There’s a dissident right talking point that China essentially brute-forced development by having a highly above-average IQ population. This is quite self-serving, I think @DaseindustriesLtd has commented on it before, but it goes something like this:

The CCP / Chinese system is hugely inefficient, corrupt and dysfunctional. Incentives are extremely fucked up; the blend of state owned industry and banks and limited private entrepreneurship under the auspices of the local and national party is deeply flawed, but if you have a population where the average intelligence is 5 points higher than it is in the West, you can essentially bulldoze obstacles because the baseline competence of the average worker is substantially higher than it is in almost every other developing country, and higher even than the average Westerner, allowing these cracks to be papered over. If China had 97 average IQ instead of 105, it would be about as rich as, say, Ukraine or Moldova. But when the median Chinese low-level bureaucrat is a standard deviation smarter than his median Iraqi or Brazilian or Sri Lankan peer the whole system is able to function at a more productive level.

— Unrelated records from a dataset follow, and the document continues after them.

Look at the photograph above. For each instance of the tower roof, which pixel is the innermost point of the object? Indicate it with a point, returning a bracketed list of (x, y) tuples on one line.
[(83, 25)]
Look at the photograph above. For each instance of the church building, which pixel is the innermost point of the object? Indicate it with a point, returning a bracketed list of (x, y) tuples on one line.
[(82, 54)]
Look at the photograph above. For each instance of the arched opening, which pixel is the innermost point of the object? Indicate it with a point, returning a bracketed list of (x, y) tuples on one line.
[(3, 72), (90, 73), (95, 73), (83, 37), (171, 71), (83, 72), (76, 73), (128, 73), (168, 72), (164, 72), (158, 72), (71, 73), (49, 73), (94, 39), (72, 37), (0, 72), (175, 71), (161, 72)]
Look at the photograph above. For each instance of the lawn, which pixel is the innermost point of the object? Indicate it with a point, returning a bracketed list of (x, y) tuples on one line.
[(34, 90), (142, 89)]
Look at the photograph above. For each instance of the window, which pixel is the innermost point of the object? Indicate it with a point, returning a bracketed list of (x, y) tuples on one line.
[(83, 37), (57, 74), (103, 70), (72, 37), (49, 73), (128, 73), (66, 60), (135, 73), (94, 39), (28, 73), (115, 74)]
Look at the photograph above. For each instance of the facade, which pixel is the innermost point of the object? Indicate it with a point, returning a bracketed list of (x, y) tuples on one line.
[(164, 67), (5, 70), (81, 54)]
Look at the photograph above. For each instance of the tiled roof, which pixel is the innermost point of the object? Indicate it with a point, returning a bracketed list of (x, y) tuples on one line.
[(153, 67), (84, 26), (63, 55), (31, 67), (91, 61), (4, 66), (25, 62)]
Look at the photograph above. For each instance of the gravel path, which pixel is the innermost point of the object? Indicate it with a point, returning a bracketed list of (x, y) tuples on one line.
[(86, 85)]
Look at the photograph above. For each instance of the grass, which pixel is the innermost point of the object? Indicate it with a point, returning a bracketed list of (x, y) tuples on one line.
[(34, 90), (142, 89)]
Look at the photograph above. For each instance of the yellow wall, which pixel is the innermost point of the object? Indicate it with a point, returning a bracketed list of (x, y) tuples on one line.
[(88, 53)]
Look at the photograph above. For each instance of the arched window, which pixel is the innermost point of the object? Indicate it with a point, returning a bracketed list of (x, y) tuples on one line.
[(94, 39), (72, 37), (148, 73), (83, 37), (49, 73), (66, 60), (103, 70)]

It is a little questionable for Indian rightists to believe with minimal evidence that they are great cognitive elites unfairly shackled to 900 million dumdums. They might still be right, of course.


One other thought I’ve had, based solely on personal experiences:

Stagnant developing countries often have elites who are, broadly speaking, satisfied with their lot. Brazilians and Mexicans, Indians, Russians, even South Africans. The 99th percentile are usually relatively happy and comfortable and, in my limited experience, don’t really want much more than they have. Often inequality is so high in these places that the 99th percentile live as well as the 99th percentile in most of the West (if not better due to cheaper labor). They have that European tendency to be quite satisfied. By contrast, Vietnamese, Indonesians and Malaysians, Chinese and Central Asians, remind me more of Americans. They always want more than they have, no matter how much that is. Perhaps elite greed is underestimated. Indians may be personally ambitious (see their success in Silicon Valley), but in India proper, as long as life seems good, they’re often quite relaxed about things. I will always recall the wife of a Chinese centimillionaire crying and screaming in front of me because her daughter, my friend, was rejected from a moderately prestigious (charity!) internship (she got several others). My Indian friends all wanted to go to Harvard or Stanford, sure, but as long as they did something that could lead to a decently-paid job their parents didn’t freak out if they didn’t get in.